The variables used in the GLM model included fibrinogen, haemoglobin, paraplegia, life-threatening illness, CRP, and prophylactic treatment. The variables PT, fibrinogen, life-threatening illness, RBC, haemoglobin, WBC, APTT, CRP, CVC or PICC insertion, prophylactic treatment, paraplegia, history of DVT, cholesterol, active cancer, laparoscopic surgery, minor surgery, triglyceride, open surgery, and history of any VTE event were used in the SVM model; life-threatening illness, PT, fibrinogen, RBC, haemoglobin, CVC or PICC insertion, prophylactic treatment, history of DVT, WBC, APTT, open surgery, CRP, platelet, hypertension, active inflammation, active cancer, cerebrovascular disease, cholesterol, history of prior CVA/TIA, diabetes with complications, diabetes without complications, laparoscopic surgery, haemostatic treatment, immune system diseases, mild liver disease, minor surgery, and moderate to severe liver disease were used in the RPART model; PT, life-threatening illness, fibrinogen, APTT, RBC, WBC, platelet, haemoglobin, history of DVT, CVC or PICC insertion, prophylactic treatment, cholesterol, and open surgery were used in the RF model; and haemoglobin, life-threatening illness, CVC or PICC insertion, history of DVT, digestive tract ulcer, immune system diseases, history of PE, fibrinogen, myocardial infarction, prophylactic treatment, history of any VTE event, haemostatic treatment, WBC, history of prior CVA/TIA, moderate to severe liver disease, minor surgery, and APTT were used in the nnet model.
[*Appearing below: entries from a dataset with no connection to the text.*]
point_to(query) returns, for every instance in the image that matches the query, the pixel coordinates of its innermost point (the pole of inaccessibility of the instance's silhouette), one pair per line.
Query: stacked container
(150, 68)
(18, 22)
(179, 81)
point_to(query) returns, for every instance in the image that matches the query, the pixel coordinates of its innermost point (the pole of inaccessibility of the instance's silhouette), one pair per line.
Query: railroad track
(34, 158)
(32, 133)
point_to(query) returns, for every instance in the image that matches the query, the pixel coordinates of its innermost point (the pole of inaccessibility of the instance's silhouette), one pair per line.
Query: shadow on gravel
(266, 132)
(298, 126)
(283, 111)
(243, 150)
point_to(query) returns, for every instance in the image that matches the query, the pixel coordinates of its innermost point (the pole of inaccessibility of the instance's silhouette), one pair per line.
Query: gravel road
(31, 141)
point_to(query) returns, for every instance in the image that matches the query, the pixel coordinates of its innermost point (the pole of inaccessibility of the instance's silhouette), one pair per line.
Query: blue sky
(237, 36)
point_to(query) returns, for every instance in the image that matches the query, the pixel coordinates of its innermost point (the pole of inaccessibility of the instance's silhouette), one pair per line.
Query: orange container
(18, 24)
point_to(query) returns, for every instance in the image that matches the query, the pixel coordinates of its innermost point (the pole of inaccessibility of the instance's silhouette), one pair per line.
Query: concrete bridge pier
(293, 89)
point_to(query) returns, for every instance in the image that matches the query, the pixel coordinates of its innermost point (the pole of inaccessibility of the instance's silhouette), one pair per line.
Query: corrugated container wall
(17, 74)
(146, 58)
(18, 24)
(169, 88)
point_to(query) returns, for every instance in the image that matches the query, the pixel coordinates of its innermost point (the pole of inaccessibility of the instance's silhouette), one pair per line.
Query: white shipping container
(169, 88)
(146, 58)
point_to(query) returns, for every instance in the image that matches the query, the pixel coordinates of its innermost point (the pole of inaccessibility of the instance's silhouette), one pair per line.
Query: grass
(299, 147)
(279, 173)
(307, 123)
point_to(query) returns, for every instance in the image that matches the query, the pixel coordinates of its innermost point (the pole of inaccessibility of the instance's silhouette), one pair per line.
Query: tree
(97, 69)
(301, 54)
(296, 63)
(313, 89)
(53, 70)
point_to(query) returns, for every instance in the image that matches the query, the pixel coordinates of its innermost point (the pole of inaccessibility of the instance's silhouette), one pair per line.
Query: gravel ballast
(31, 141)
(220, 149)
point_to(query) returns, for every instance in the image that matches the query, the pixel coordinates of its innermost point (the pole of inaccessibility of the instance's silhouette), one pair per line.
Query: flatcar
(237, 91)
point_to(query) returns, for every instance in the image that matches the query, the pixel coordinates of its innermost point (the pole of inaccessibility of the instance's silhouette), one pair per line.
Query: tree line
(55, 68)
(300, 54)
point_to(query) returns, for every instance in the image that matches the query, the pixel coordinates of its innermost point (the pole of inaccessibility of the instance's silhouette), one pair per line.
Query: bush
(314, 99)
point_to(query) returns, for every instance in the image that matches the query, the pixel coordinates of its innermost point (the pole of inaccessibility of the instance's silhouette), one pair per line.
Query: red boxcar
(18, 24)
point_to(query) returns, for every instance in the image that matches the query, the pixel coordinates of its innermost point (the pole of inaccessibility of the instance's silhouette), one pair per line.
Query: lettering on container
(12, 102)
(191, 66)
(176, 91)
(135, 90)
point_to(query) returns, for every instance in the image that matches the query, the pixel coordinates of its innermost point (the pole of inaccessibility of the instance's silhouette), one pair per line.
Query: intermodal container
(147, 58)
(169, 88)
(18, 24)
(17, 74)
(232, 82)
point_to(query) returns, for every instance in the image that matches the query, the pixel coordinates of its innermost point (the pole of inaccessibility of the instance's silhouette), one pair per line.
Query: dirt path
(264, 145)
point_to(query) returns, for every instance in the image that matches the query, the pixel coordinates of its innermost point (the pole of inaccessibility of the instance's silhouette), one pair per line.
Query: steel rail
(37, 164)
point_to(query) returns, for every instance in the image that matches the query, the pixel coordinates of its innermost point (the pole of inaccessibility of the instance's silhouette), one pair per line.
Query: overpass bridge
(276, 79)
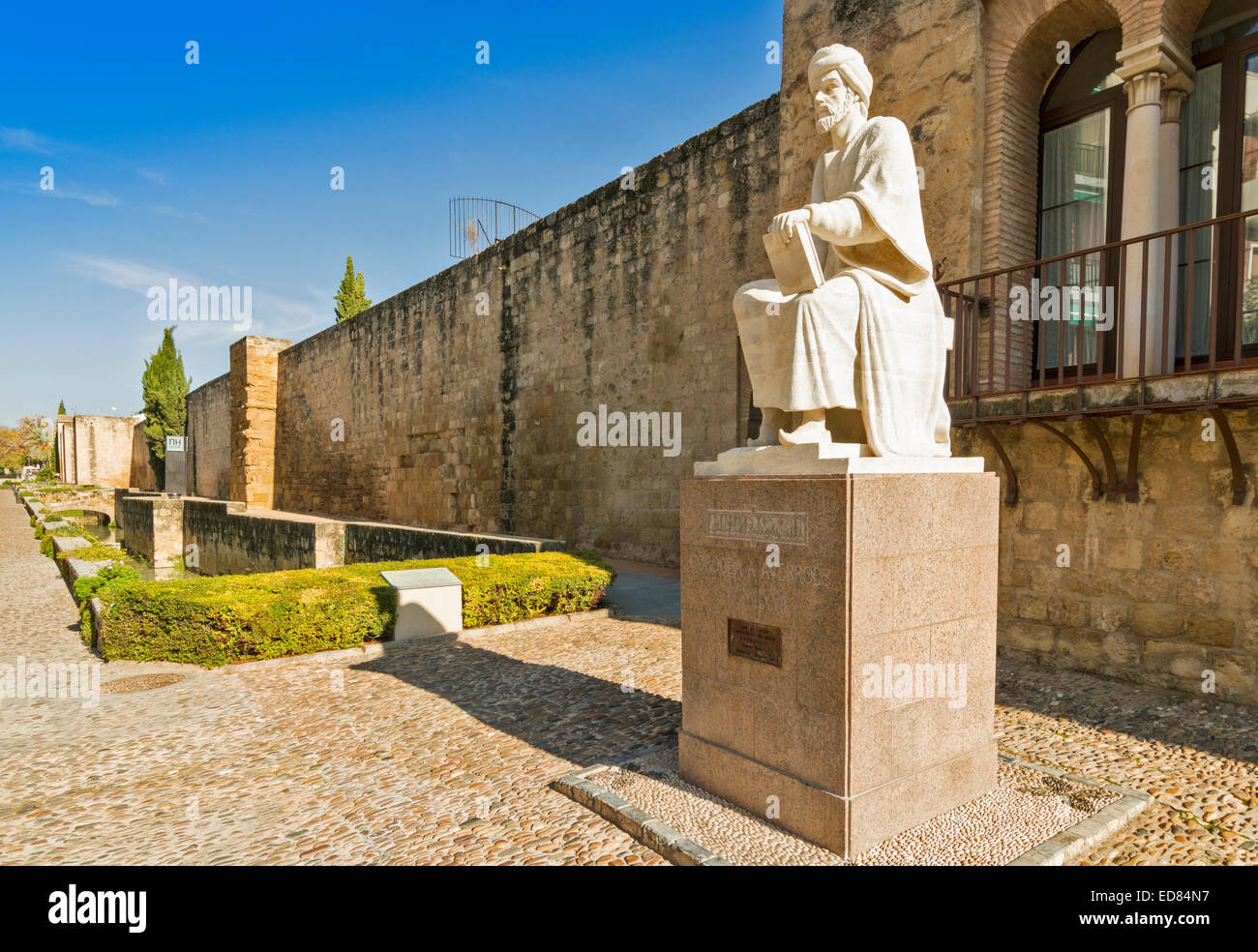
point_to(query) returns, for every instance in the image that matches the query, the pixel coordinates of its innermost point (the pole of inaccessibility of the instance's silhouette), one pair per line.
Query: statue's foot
(770, 423)
(809, 431)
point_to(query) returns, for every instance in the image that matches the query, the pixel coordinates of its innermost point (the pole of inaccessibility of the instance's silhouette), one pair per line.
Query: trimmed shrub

Finally, the SVM model was constructed by using the svmRadial method with sigma = 0.1019223 and C = 0.25; the decision tree model was constructed by the rpart method with cp = 0.03571429; the RF model was constructed by the rf method with mtry = 2; and the nnet model was constructed by the nnet method with size = 1 and decay = 1e−04.
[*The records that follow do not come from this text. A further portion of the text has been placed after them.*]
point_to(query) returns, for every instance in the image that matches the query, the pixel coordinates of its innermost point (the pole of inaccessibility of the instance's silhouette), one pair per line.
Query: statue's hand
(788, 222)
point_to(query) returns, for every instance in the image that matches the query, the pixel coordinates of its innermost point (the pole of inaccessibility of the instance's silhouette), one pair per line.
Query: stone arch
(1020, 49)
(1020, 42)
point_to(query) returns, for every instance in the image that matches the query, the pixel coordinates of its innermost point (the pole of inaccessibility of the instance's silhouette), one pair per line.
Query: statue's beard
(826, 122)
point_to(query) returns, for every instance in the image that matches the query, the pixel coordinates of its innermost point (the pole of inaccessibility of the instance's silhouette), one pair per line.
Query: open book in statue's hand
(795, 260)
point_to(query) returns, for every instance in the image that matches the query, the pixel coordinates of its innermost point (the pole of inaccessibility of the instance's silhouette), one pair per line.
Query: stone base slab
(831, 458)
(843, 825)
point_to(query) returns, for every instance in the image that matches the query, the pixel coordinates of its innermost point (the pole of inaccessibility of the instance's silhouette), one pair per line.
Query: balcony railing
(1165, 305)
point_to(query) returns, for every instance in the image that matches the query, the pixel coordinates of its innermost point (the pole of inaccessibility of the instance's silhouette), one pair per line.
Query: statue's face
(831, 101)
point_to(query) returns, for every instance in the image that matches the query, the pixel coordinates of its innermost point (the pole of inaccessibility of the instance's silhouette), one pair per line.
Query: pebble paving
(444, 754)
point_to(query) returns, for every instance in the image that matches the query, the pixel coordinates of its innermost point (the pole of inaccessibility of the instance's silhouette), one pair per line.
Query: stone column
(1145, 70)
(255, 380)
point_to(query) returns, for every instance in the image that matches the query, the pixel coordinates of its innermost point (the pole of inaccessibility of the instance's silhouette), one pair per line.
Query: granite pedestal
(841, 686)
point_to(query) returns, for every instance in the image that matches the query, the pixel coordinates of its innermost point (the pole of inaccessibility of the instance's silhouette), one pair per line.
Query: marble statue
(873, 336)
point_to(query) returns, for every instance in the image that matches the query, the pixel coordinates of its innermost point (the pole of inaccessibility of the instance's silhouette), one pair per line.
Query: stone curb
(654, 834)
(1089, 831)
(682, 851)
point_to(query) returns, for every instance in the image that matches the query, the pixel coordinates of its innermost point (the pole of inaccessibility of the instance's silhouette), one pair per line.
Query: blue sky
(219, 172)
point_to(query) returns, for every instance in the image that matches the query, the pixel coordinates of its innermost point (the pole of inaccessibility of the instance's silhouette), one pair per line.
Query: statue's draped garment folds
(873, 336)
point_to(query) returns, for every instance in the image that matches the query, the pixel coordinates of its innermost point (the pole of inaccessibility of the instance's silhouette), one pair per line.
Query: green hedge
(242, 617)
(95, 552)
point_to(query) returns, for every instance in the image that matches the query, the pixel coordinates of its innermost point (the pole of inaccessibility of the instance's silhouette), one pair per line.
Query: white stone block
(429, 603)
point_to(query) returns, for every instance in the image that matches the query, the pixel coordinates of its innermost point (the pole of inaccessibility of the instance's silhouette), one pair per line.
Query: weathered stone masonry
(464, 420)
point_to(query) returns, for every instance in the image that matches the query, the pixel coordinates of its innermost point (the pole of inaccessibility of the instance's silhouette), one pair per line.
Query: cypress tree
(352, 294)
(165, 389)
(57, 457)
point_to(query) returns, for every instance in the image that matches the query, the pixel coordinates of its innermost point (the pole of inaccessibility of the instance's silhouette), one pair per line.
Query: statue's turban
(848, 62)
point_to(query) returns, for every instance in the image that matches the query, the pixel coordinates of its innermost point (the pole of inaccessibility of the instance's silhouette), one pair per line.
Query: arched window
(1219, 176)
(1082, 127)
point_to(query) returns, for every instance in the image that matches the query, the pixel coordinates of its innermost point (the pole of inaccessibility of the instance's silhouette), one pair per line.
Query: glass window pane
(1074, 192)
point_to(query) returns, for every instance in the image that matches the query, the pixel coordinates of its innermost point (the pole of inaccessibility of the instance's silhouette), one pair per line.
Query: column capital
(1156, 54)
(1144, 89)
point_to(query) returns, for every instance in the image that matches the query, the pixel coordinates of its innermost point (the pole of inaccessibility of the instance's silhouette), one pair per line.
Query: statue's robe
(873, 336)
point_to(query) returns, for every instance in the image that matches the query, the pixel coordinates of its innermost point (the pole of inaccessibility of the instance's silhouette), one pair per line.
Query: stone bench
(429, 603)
The varImp function of the CARET package was used to calculate the importance of variables in each model, and the first four variables with the highest scores were considered the top variables of the model. The full feature importance graph of the SVM model was constructed by using Scott M. Lundberg’s method52.
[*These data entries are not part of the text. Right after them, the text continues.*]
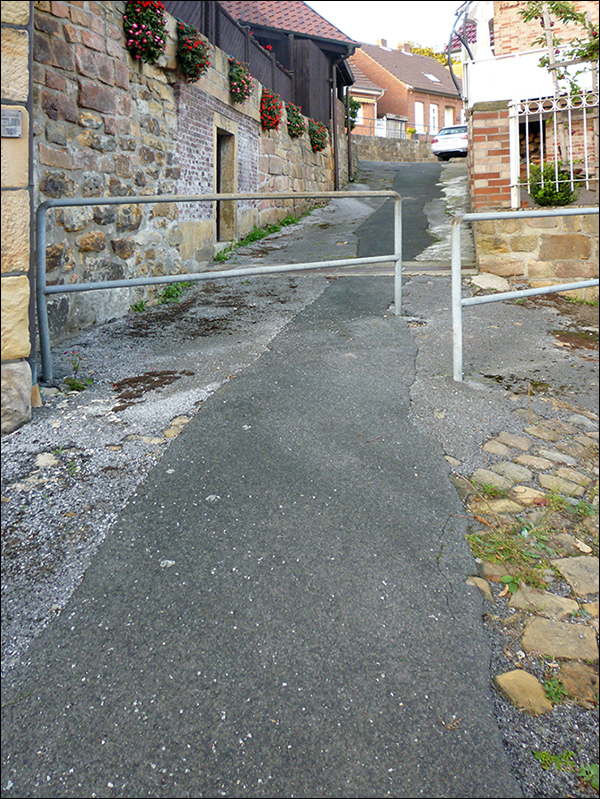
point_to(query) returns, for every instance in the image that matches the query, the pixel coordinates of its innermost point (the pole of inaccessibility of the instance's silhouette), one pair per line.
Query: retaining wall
(107, 125)
(542, 251)
(376, 148)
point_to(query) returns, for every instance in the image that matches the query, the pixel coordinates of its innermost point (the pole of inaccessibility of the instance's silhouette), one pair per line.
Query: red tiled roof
(413, 69)
(291, 16)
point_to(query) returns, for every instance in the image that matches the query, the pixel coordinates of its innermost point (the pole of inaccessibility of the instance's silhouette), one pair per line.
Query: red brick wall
(398, 100)
(489, 161)
(513, 35)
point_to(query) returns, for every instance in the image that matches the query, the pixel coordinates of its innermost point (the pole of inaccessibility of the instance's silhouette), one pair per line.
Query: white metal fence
(556, 131)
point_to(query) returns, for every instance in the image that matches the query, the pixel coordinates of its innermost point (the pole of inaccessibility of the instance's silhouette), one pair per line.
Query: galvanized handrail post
(40, 288)
(398, 256)
(456, 270)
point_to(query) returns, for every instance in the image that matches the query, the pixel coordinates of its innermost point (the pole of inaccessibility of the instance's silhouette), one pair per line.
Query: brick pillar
(489, 158)
(16, 216)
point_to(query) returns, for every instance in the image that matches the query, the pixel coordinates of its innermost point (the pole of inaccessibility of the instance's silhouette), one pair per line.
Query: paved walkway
(284, 607)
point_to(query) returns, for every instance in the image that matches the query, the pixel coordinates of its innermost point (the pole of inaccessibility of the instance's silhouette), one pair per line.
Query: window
(433, 118)
(419, 117)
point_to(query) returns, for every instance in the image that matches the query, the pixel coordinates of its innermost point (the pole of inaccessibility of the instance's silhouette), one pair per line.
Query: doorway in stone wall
(225, 212)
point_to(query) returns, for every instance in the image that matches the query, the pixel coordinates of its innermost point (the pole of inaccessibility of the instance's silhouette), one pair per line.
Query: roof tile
(292, 16)
(420, 72)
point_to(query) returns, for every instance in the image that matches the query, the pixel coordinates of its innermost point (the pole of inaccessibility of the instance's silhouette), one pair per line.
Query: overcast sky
(427, 23)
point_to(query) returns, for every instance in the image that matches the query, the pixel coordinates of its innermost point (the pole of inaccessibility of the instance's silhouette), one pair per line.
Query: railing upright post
(40, 287)
(456, 298)
(398, 256)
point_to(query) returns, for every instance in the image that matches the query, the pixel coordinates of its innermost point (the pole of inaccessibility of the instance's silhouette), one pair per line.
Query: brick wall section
(489, 158)
(374, 148)
(512, 35)
(16, 375)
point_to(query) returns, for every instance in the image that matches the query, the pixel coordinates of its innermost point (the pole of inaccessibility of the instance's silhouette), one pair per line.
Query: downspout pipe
(32, 271)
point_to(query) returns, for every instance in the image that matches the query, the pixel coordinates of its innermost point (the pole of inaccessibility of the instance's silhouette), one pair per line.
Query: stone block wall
(107, 125)
(375, 148)
(542, 251)
(16, 297)
(512, 35)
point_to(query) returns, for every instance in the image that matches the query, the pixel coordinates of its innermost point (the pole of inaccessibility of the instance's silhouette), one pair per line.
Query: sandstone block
(559, 639)
(15, 65)
(15, 318)
(15, 395)
(524, 691)
(543, 603)
(581, 573)
(15, 156)
(566, 247)
(15, 231)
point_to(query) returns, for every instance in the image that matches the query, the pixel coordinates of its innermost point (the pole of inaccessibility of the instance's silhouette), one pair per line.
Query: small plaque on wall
(11, 123)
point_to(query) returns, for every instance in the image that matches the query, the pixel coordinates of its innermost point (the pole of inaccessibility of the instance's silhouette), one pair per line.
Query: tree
(419, 49)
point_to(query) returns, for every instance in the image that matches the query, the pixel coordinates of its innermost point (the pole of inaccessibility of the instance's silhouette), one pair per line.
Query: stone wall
(542, 251)
(375, 148)
(16, 222)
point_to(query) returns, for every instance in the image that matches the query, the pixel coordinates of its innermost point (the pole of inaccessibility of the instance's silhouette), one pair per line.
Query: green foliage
(270, 110)
(256, 234)
(145, 29)
(74, 382)
(193, 53)
(173, 291)
(442, 58)
(354, 108)
(317, 133)
(562, 762)
(296, 123)
(554, 690)
(241, 83)
(583, 47)
(550, 185)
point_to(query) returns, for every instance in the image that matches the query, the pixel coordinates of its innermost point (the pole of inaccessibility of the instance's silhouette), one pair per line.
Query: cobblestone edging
(548, 478)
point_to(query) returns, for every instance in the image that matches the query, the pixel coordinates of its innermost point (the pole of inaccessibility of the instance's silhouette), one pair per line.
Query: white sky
(427, 23)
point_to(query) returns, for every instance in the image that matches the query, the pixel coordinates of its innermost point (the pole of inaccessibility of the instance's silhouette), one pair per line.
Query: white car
(449, 142)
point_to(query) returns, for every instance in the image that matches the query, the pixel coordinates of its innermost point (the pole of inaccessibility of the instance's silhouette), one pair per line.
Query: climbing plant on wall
(145, 29)
(193, 54)
(270, 110)
(241, 83)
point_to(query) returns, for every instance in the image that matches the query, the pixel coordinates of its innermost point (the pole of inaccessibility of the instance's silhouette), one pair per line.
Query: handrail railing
(43, 290)
(458, 301)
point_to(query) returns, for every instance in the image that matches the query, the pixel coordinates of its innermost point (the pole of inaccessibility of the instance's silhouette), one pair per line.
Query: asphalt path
(418, 184)
(281, 609)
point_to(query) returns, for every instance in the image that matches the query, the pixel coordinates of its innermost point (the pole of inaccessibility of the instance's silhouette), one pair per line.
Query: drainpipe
(334, 123)
(350, 172)
(32, 271)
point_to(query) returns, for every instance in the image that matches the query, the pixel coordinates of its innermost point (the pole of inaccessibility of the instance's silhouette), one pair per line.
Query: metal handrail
(458, 301)
(43, 290)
Box 1 Data used for predictive models.

Model comparisons

For model evaluation and validation, the cross-validated area under the receiver operator characteristic (ROC) curve (cvAUC) was determined with 10 parts in testing sets created by the create folds method in the CARET package using the method of LeDell et al.53. The ROC curve threshold in the calculation process was the default value of the cvAUC method in the cvAUC package53. The consensus ROC curve for each model was performed by using the cvAUC method in the cvAUC package. The confusion matrixes of each model in the testing sets were also used to evaluate the accuracy of the models.